"Good luck seeing moose," the clerk at Stone Harbor Wilderness Supply in Grand Marais, Minn., called out as my sister and I left the store. "Dusk is the perfect time."
It was 5 p.m., and pink clouds hovered over silvery Lake Superior as we embarked on a classic wintertime drive, following the Gunflint Trail on the hunt for dinner and a moose.
The North Woods giants, even as their numbers have dwindled, occasionally appear on the roadside during winter. In fact, I hoped to replicate the kind of sighting I'd had a few years earlier, when a couple of moose stood astride the road, blocking the way of my friends' minivan.
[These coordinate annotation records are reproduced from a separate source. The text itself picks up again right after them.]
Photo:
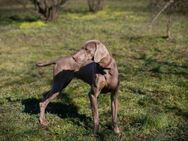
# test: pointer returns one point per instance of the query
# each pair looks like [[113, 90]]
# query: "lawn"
[[153, 94]]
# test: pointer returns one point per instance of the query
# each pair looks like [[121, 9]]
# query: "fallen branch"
[[163, 9]]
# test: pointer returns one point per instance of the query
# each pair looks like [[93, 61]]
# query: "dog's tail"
[[40, 64]]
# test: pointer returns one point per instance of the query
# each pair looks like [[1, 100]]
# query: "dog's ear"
[[100, 53]]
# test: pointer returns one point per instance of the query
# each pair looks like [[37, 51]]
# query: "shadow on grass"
[[64, 110], [162, 67]]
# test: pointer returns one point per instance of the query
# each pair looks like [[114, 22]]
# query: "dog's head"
[[92, 50]]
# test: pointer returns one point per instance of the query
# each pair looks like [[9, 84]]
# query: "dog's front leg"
[[94, 108], [114, 107]]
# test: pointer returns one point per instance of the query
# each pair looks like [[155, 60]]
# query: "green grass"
[[153, 91]]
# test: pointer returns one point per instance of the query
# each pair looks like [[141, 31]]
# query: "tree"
[[95, 5], [48, 8]]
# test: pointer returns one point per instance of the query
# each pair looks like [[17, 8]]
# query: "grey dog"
[[94, 65]]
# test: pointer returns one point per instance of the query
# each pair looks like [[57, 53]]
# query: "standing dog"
[[94, 65]]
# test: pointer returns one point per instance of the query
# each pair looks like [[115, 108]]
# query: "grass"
[[153, 92]]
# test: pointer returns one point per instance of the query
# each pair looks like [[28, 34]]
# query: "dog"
[[94, 65]]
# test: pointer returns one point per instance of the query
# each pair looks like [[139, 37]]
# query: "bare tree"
[[48, 8], [95, 5]]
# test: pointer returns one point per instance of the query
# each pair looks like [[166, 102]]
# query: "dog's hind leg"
[[60, 82]]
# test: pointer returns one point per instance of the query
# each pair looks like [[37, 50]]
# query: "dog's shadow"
[[62, 109]]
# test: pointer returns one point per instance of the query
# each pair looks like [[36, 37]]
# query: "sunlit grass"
[[153, 73]]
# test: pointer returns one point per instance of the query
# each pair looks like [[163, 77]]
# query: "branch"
[[163, 9]]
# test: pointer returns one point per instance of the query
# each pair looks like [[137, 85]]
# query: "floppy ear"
[[100, 52]]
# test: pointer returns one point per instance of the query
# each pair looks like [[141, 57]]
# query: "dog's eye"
[[87, 50]]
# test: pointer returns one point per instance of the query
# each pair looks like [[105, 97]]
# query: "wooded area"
[[148, 40]]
As tall as the vehicle, they seemed unperturbed and unwilling to make way for the beast with headlights. We watched in awe, and eventually arced a path around them.
When night falls, the animals come out of the woods, drawn to road salt along the Gunflint, the iconic Minnesota roadway that veers from Hwy. 61 at Grand Marais to cut inland -- and into the wild.
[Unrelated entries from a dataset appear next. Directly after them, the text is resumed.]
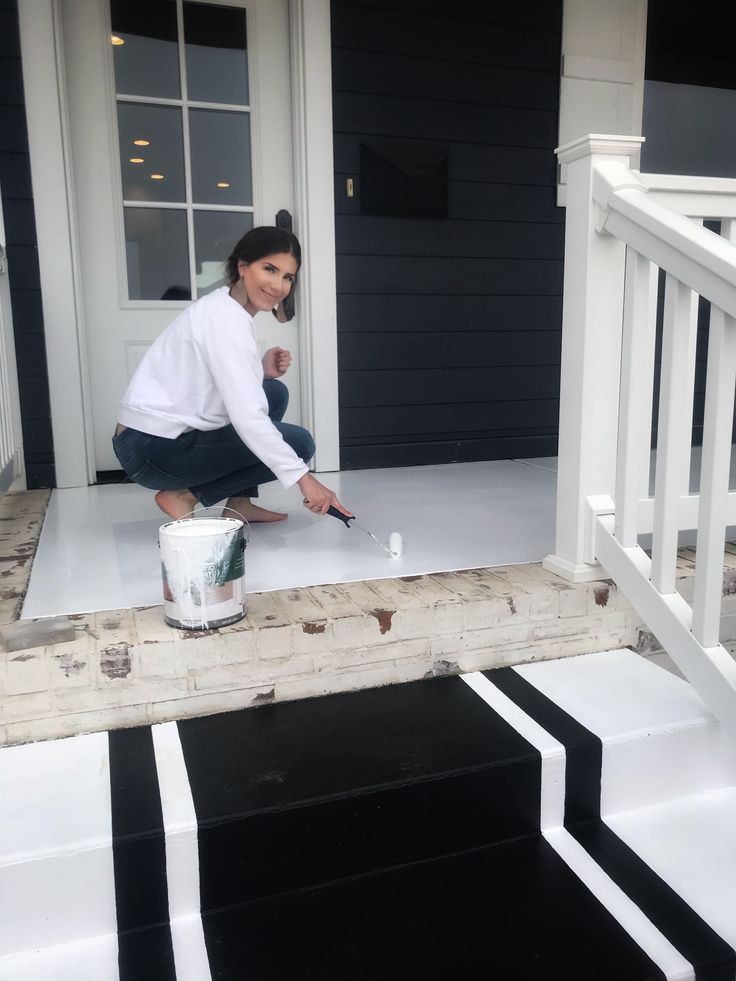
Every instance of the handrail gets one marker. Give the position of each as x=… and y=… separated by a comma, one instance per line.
x=697, y=257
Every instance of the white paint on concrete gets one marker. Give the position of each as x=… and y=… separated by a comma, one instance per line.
x=56, y=867
x=624, y=910
x=99, y=551
x=182, y=855
x=659, y=739
x=552, y=804
x=87, y=960
x=690, y=844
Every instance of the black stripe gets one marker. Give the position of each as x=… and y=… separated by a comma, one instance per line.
x=296, y=795
x=139, y=857
x=583, y=749
x=712, y=958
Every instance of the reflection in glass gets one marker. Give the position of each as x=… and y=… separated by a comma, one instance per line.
x=220, y=148
x=215, y=235
x=147, y=63
x=160, y=126
x=216, y=54
x=157, y=254
x=687, y=130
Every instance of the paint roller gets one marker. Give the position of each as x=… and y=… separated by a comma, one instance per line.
x=395, y=543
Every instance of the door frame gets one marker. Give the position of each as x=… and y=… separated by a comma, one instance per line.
x=51, y=170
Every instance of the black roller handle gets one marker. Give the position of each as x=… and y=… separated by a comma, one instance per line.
x=345, y=518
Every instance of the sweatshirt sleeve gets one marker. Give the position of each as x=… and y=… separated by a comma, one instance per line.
x=229, y=349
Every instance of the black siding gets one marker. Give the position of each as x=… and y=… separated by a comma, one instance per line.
x=25, y=280
x=449, y=329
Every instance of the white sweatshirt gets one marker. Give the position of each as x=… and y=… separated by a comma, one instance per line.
x=203, y=373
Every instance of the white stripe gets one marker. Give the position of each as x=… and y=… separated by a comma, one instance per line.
x=552, y=751
x=552, y=791
x=182, y=855
x=55, y=843
x=641, y=930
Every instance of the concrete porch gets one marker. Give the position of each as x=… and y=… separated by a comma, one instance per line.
x=126, y=667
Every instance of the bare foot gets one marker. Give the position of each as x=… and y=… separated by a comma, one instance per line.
x=177, y=504
x=251, y=512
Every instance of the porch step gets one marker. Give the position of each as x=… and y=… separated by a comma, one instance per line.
x=512, y=822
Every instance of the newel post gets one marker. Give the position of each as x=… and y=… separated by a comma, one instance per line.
x=592, y=314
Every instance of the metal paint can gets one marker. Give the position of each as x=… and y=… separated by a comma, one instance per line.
x=203, y=570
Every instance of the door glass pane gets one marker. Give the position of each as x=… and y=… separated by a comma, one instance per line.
x=157, y=254
x=216, y=54
x=154, y=171
x=220, y=150
x=215, y=235
x=145, y=48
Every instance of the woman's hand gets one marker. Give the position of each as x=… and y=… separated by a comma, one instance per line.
x=276, y=362
x=317, y=497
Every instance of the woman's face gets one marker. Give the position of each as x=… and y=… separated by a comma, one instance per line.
x=267, y=281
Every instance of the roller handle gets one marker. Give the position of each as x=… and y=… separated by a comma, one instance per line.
x=345, y=518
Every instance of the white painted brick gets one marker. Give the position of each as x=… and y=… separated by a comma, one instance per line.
x=348, y=632
x=448, y=646
x=26, y=672
x=448, y=618
x=114, y=627
x=312, y=637
x=237, y=646
x=493, y=636
x=158, y=659
x=274, y=641
x=68, y=670
x=364, y=597
x=266, y=610
x=573, y=603
x=19, y=708
x=430, y=590
x=398, y=595
x=413, y=623
x=301, y=606
x=150, y=625
x=371, y=677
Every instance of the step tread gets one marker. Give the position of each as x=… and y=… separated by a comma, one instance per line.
x=514, y=911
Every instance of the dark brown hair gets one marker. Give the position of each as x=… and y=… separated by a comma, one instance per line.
x=259, y=242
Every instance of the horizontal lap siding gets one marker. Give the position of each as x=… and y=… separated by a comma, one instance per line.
x=449, y=329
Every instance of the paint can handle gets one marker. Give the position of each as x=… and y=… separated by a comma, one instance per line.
x=212, y=507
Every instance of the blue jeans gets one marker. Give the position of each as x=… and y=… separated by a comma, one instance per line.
x=212, y=464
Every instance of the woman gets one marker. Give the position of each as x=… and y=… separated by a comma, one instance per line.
x=201, y=420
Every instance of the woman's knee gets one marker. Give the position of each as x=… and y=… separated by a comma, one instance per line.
x=301, y=442
x=277, y=395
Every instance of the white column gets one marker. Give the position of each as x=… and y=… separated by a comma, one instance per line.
x=315, y=223
x=592, y=316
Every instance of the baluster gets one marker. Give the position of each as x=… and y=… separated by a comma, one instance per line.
x=714, y=470
x=674, y=434
x=637, y=380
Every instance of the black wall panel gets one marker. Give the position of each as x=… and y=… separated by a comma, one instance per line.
x=25, y=281
x=449, y=329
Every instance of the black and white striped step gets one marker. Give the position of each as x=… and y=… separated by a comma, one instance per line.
x=305, y=829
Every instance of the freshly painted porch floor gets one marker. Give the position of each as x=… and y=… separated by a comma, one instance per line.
x=568, y=819
x=98, y=548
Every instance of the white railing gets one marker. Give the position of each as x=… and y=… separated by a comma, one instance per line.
x=623, y=228
x=11, y=456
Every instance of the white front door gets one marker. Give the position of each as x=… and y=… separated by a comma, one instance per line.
x=180, y=134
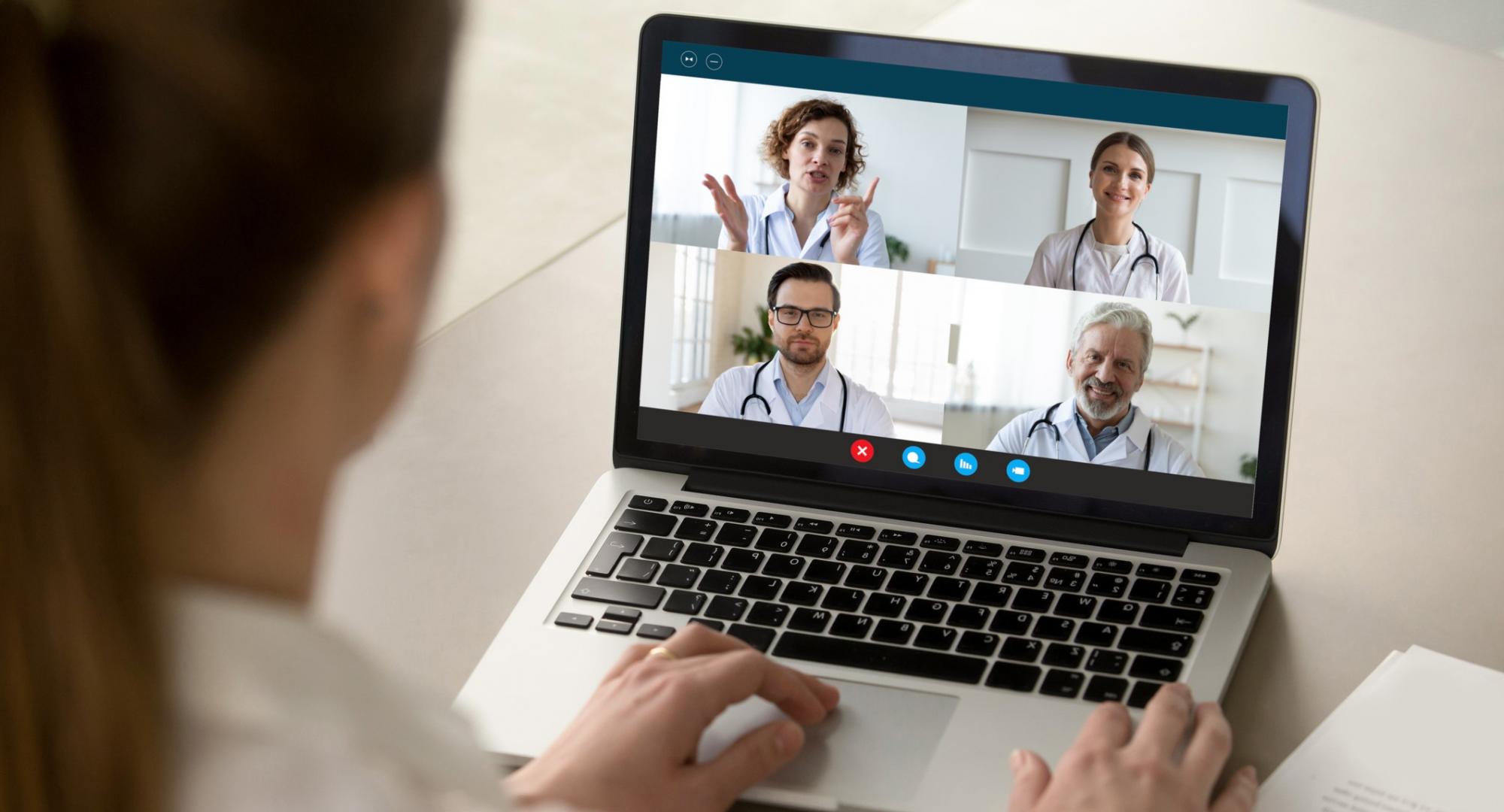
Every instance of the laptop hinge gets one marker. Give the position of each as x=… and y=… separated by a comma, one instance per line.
x=938, y=511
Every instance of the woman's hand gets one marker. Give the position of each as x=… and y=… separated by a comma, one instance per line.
x=1115, y=769
x=632, y=748
x=732, y=211
x=849, y=226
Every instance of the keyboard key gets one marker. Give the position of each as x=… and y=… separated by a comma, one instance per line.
x=852, y=626
x=663, y=550
x=968, y=617
x=909, y=584
x=685, y=602
x=1118, y=611
x=1105, y=661
x=1011, y=623
x=638, y=571
x=703, y=556
x=760, y=587
x=927, y=611
x=736, y=536
x=1032, y=601
x=1020, y=649
x=1156, y=643
x=893, y=659
x=775, y=541
x=936, y=637
x=768, y=614
x=867, y=578
x=899, y=559
x=1063, y=683
x=1141, y=695
x=1112, y=566
x=894, y=632
x=1064, y=656
x=1193, y=598
x=616, y=592
x=784, y=566
x=649, y=503
x=1108, y=586
x=744, y=562
x=721, y=583
x=860, y=553
x=825, y=572
x=941, y=563
x=843, y=599
x=656, y=632
x=1013, y=677
x=941, y=544
x=992, y=595
x=772, y=520
x=1172, y=619
x=1157, y=571
x=1055, y=629
x=1023, y=575
x=647, y=524
x=978, y=643
x=1076, y=607
x=1156, y=668
x=899, y=538
x=1097, y=634
x=690, y=509
x=802, y=593
x=1201, y=577
x=679, y=577
x=727, y=608
x=810, y=620
x=1106, y=689
x=751, y=635
x=885, y=605
x=617, y=545
x=730, y=515
x=817, y=547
"They don't salt the roads anymore, they just sand," a local at Bearskin Lodge told me, defying the theory that the salt used to de-ice winter roads draws the moose. Still, she'd seen a duo a few miles down the road just the previous night, at 6 p.m. "It was a mother and her calf," she said.
That confirmed my timing -- until the woman next to her said, "I've seen them further down the trail, maybe six or more miles away, much later, like around 10."
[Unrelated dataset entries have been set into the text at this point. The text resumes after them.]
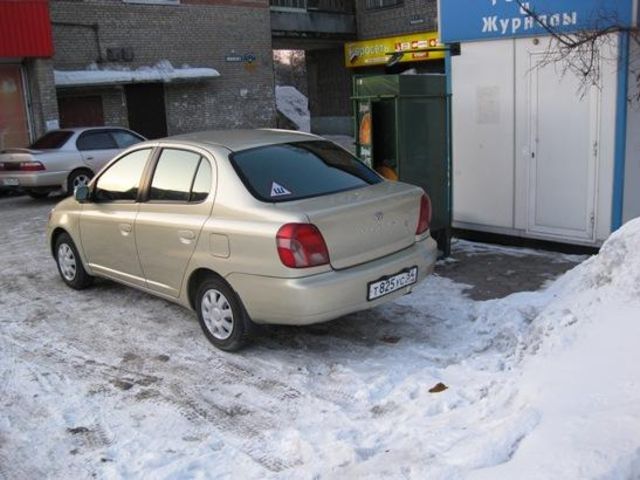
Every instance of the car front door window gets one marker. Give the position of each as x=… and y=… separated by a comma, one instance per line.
x=121, y=181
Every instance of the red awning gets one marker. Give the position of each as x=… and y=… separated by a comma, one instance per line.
x=25, y=29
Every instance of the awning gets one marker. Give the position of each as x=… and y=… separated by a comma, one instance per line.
x=161, y=72
x=25, y=29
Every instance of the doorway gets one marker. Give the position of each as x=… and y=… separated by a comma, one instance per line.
x=564, y=153
x=85, y=111
x=146, y=110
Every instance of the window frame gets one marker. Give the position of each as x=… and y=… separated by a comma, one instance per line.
x=141, y=182
x=369, y=8
x=145, y=192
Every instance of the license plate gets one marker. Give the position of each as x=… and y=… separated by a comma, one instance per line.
x=10, y=182
x=387, y=285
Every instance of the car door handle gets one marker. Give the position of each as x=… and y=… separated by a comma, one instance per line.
x=186, y=236
x=125, y=229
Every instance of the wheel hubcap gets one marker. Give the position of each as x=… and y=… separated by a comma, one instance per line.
x=217, y=314
x=67, y=262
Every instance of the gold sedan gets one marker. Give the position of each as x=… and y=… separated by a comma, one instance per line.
x=261, y=226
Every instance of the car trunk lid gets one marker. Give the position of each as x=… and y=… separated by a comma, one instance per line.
x=12, y=158
x=364, y=224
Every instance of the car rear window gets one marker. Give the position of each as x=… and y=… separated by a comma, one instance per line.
x=51, y=140
x=292, y=171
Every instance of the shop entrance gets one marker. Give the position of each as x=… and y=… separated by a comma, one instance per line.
x=146, y=111
x=14, y=124
x=81, y=111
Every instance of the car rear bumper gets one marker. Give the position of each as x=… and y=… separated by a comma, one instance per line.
x=326, y=296
x=32, y=179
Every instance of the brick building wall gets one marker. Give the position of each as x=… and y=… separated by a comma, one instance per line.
x=197, y=33
x=42, y=93
x=407, y=17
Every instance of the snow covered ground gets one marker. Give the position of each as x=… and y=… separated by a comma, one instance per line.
x=114, y=383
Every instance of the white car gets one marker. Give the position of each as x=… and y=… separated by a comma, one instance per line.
x=62, y=159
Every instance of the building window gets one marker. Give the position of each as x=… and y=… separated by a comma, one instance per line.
x=373, y=4
x=154, y=2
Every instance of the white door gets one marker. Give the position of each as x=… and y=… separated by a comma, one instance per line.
x=564, y=153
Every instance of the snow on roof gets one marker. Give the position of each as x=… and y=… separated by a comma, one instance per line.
x=162, y=71
x=294, y=105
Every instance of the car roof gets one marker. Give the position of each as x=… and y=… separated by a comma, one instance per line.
x=86, y=129
x=236, y=140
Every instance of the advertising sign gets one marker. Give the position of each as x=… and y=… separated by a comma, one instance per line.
x=466, y=20
x=377, y=52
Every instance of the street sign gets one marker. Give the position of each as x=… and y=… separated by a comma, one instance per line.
x=466, y=20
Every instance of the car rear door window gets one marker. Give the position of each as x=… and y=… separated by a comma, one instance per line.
x=101, y=140
x=202, y=182
x=175, y=177
x=293, y=171
x=52, y=140
x=121, y=180
x=125, y=139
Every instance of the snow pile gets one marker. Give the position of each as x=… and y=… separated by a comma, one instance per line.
x=163, y=71
x=294, y=105
x=580, y=368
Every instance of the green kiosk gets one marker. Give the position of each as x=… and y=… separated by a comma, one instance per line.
x=402, y=131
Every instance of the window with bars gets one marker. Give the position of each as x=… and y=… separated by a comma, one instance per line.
x=373, y=4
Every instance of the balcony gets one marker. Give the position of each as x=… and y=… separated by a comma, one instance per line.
x=313, y=19
x=334, y=6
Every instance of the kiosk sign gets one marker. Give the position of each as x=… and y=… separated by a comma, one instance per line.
x=467, y=20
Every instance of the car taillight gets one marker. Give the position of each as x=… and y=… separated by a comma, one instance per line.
x=301, y=245
x=425, y=214
x=31, y=166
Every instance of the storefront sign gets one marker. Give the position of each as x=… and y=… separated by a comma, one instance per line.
x=465, y=20
x=377, y=52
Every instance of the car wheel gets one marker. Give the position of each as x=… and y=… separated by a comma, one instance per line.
x=69, y=264
x=37, y=194
x=222, y=317
x=78, y=178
At the Trail Center, a general store and restaurant on the Gunflint, a clerk said, "Oh, they use salt, all right. They have to, especially on the curves." In this remote land heaped with snow, she had a point. "That's why you see moose on the curves in the road," she added. "You know those curves right after the straightaway toward Grand Marais?"
No, I do not. But I nodded, hoping for more intel.
"I've seen them down there this winter -- a lot."
As we slurped a chocolate malt at the bar, a server told us that her boys see moose "all the time" when they're riding their school bus.